Our Modern Analytics Toolkit
Published 1/18/2025
# Our Modern Analytics Toolkit
Modern hockey analytics doesn't require million-dollar infrastructure. Here's the technology stack we use to deliver enterprise-quality insights at a fraction of traditional costs.
## Data Processing & Analysis: Python Ecosystem
**Core Tools**: Python 3.x, pandas, NumPy, scikit-learn, statsmodels
Python dominates data science for good reasons:
- **Rich Libraries**: Pre-built tools for every analytics task (statistics, machine learning, visualization)
- **Reproducible**: Code-based workflows mean every analysis can be reviewed, validated, and re-run
- **Fast Prototyping**: Build and test new models in hours, not weeks
- **Industry Standard**: Easy to find resources, documentation, and community support
**Example Use Cases**:
- Player similarity algorithms using scikit-learn clustering
- Expected goals models with logistic regression
- Shot quality metrics computed from tracking data
## Cloud Infrastructure: Flexible & Scalable
**Primary Platforms**: AWS, Google Cloud Platform, Azure
Cloud infrastructure solves traditional IT headaches:
- **No Hardware Costs**: Pay only for compute you actually use
- **Automatic Scaling**: Handle playoffs surge without manual intervention
- **Built-in Backups**: Data replication across regions
- **Secure Access**: Role-based permissions, encryption, audit logs
**Cost Reality**: Most hockey analytics workloads run on $50-200/month infrastructure—far less than maintaining on-premises servers
## Visualization & Reporting: Business Intelligence Tools
**Tools We Use**: Tableau, Power BI, Looker, or custom web dashboards
Good dashboards prioritize clarity over complexity:
- **Role-Specific Views**: Coaches see different metrics than scouts or front office
- **Interactive Filtering**: Drill down from team-level to individual shifts
- **Mobile Access**: Review reports on tablets during games
- **Scheduled Updates**: Automated report generation, delivered to inboxes
**Design Philosophy**: Every chart must answer a specific question.
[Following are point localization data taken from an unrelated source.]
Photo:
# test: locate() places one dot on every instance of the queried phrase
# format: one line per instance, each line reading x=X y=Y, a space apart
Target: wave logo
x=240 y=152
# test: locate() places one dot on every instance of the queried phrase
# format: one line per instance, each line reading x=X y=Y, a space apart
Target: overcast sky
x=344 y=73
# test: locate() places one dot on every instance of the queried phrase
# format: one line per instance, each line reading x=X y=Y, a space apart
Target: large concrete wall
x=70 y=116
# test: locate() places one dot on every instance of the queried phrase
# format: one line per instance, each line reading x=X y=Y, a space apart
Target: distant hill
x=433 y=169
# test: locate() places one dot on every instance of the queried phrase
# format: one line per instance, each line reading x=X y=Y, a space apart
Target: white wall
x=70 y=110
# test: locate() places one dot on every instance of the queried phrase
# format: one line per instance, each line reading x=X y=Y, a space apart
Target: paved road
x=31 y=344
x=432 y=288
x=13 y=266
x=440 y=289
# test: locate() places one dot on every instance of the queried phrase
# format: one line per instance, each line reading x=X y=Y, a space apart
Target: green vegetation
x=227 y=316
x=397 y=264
No "data vomit."
## Machine Learning & AI: Where It Actually Helps
**Tools**: TensorFlow, PyTorch, OpenAI API, Anthropic Claude
AI/ML isn't magic, but it solves real problems:
- **Computer Vision**: Automated tracking of player movement from video
- **Natural Language**: Convert scout notes into structured tags
- **Projection Models**: Forecast player development trajectories
- **Opponent Analysis**: Pattern recognition in team strategies
**What We Don't Do**: Overhype AI as a replacement for hockey knowledge. It's a tool, not a strategy.
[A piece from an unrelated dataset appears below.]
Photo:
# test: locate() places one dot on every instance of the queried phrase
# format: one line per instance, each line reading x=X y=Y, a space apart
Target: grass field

## Version Control & Collaboration: Modern Software Practices
**Tools**: Git, GitHub, VS Code
Treating analytics code like software development ensures:
- **Change Tracking**: Know exactly what changed when
- **Collaboration**: Multiple analysts can work simultaneously without conflicts
- **Rollback Capability**: Undo mistakes instantly
- **Documentation**: Embedded comments explain why decisions were made
## Data Sources: Public & Private
**Public Data**: Elite Prospects, NHL API, Stathletes, EP Rinknet, Comet Hockey
**Private Data**: Video tracking systems, internal scouting notes, wearable device feeds
We integrate whatever data you have—and help identify gaps worth filling.
## Cost Comparison: Consultant vs Full-Time
| Resource | Traditional Approach | Our Approach |
|----------|---------------------|--------------|
| **Personnel** | $80-150k/year + benefits | $3-10k/month retainer |
| **Infrastructure** | $10-30k hardware + IT staff | $50-200/month cloud |
| **Software Licenses** | $5-20k/year BI tools | Included in service |
| **Training** | Months of onboarding | Immediate expertise |
**Bottom Line**: You get senior-level analytics at mid-level assistant costs.
## Why We Don't Lock You In
All code and models we build for you are *yours*:
- **No Proprietary Dependencies**: Everything runs on standard tools
- **Full Documentation**: You could hand off to another analyst tomorrow
- **Export-Friendly**: Data in standard formats (CSV, JSON, Parquet)
- **Transparent Methods**: No black boxes—you know how everything works
## Internal Links
See how we apply these tools in [our services](/services) or learn about [our workflow](/insights/end-to-end-analytics-workflow).
## Conclusion
The best analytics toolkit is the one that solves your problems without creating new ones. We prioritize reliability, transparency, and cost-effectiveness over bleeding-edge complexity for its own sake.